Finnie Frolicks! The ugly duckling and Swan Sibling...
What's a finnie?
A finnie is a very trendy old Mercedes Benz. They were in production between 1959 and 1967. The reason many of us Mercedes fanatics have given the name 'finnie' to them is due to the rear of the car; there are very subtle fins. You can see them on the 220S pictured:
During that era, it was very fashionable to have fintails on cars; and typically of Mercedes Benz, this was done very subtly and with typical Mercedes style (arguably unlike their American friends - which tended to have massive fins). Many people remain at extremes when it comes to rating their looks, they either think they're really ugly, or think they are very cool. I, of course, subscribe to the latter school of thought. The first car I ever owned was a 1961 220S; so finnies will always tug at a heart string for me.

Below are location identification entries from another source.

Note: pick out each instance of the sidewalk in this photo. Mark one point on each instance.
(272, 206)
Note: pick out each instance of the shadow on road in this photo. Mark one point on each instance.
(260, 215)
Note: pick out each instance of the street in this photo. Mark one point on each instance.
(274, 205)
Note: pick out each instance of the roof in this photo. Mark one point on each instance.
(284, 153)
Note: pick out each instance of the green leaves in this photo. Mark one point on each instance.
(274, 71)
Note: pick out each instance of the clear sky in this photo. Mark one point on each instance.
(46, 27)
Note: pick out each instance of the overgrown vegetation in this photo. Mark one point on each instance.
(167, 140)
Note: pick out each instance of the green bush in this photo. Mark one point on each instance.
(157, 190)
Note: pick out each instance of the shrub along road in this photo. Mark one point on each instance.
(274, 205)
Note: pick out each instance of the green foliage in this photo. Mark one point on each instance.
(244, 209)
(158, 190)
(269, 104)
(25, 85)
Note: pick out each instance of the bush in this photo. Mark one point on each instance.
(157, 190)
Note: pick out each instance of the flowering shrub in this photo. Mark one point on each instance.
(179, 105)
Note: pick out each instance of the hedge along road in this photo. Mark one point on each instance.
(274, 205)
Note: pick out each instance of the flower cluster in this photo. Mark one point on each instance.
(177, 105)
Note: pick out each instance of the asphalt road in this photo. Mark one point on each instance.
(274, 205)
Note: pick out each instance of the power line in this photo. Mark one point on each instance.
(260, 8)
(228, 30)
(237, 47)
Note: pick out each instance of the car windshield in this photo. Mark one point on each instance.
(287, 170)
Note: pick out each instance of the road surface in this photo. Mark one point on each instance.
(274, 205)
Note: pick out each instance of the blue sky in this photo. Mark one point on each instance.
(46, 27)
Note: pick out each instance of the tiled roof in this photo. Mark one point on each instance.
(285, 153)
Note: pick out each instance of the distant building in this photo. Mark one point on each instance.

Their Mercedes code was W111 series and W112 for the long wheelbase (300SE).The first of the finnies included compact models such as the 190D (used as taxis commonly - D for diesel) and the more luxurious 'S' class models such as the 220Sb, 220SEb, 300SEb and the two door equivalents.
The two door series did not have fins on the back; in my personal opinion, these series of two door cars were amongst the best looking cars ever built. They have some of the most beautiful lines in the business.
Here's a pictureof my 1962 220SE coupé (please excuse Angie and I
for being in your way).
Aside from the beauty of the outside of these cars, the interiors were beautifully designed. The dashboard, instrument cluster, speaker cover and centre console between the seats were solid pieces of exotic woods. The seats were covered in leather, my favourite colour on these is red, as in the interior shown below.
In most countries at the moment, finnies are a particularly good option if you wish to drive a grand (not to mention very reliable) piece of motoring history at a bargain price. It would be fair to expect to pay under US$8,000 almost anywhere for a good one. Prices for concours condition models may fetch up to US$30,000; but often with a concours car, it's a sellers' market, so any price is possible, not to mention cars in concours condition are generally not bought to drive.